After the incident, we took a bit to gather ourselves. We walked. The weather was beautiful, popped with a few clouds, with a cool wind blowing down the Seine River and whistling in the trees above us, shading the streets, adding dapples of light that twinkled on the sidewalk and pavement. Ravens and pigeons bustled about, and the city continued on move on without the slightest bit of consideration for my phone. It was what we must do also.
We turned a corner and came upon Saint Chappelle. The doors were open and a few people stood in line for tickets. This magnificent church began around 1238 A.D. and appeared to have been waiting for our arrival that day. From the smell of aged wood and dust and dampness to the solemn quiet feel of respect, the church seemed to envelope our stress and confusion. We sat. To me, it was as if we were incased in a jewelry box. I felt a bit better. It was not just a phone. I was more concerned with what information was on my phone. Jason Borne movies were playing in my head. My phone being taken to some evil villain’s lair and hooked to a fancy machine to pull out data. Silly, but it is what happens when something punches you in the face unexpectedly. We still had my wife’s phone, so we were okay.
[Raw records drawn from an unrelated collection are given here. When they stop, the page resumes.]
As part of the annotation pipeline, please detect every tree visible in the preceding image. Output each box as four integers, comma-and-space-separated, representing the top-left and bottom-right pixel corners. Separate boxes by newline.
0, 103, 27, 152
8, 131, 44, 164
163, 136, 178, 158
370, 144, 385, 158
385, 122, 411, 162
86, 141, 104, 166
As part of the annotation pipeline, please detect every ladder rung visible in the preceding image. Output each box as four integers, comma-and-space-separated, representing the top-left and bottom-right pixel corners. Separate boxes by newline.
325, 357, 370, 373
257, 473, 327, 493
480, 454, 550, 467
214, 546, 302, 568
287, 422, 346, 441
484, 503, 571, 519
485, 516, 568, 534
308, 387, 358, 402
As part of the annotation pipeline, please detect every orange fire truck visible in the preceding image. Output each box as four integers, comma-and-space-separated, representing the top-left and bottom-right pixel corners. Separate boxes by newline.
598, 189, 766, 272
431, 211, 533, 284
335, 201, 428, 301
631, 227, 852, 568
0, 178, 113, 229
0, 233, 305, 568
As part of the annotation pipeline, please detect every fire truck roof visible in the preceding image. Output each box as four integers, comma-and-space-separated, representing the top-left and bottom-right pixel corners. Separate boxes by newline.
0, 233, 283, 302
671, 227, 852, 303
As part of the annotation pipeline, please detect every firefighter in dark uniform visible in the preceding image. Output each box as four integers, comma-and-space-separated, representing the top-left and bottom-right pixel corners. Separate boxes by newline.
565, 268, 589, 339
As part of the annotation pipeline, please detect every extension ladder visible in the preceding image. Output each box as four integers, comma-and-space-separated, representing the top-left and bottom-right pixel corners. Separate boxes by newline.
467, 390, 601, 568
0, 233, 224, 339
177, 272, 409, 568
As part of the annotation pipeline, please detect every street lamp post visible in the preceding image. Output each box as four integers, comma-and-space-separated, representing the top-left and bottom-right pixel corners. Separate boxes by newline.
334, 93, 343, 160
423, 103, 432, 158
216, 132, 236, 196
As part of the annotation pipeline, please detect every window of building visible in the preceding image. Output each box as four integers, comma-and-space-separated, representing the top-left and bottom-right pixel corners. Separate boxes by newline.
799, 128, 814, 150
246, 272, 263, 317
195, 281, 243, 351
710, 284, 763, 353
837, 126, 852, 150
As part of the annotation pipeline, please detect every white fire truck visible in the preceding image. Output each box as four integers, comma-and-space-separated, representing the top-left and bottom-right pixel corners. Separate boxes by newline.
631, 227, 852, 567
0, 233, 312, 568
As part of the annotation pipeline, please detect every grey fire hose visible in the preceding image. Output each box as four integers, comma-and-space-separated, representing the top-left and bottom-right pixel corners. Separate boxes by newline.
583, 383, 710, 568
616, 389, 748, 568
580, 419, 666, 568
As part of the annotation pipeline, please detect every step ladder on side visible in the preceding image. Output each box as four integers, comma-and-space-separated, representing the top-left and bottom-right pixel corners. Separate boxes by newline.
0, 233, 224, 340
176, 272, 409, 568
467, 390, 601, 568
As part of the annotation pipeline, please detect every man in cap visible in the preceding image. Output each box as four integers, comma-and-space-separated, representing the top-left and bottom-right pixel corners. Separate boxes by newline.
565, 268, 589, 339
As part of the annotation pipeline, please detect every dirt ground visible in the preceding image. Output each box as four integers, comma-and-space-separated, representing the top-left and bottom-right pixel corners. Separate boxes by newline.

We stayed for while, just looking and standing in amazement at the craftsmanship of the church. The intricate beauty of things. Everything seem to have it place and resonated in a complete and wholesome atmosphere. I said a prayer. No, we would not allow this to hinder our joy.
We left the church in a better frame of mind and walked to a restaurant for dinner. The sun was throwing its golden light across the city. The edges of leaves appeared gilded, and windows reflected the light back across the street, bouncing off of cars and buildings. It is hard to be a victim of anything, but it is what I was. My sweet wife kept reminding me that it was not my fault. Everything had been handled, and tomorrow is new day . . . with a scheduled bike tour of the city.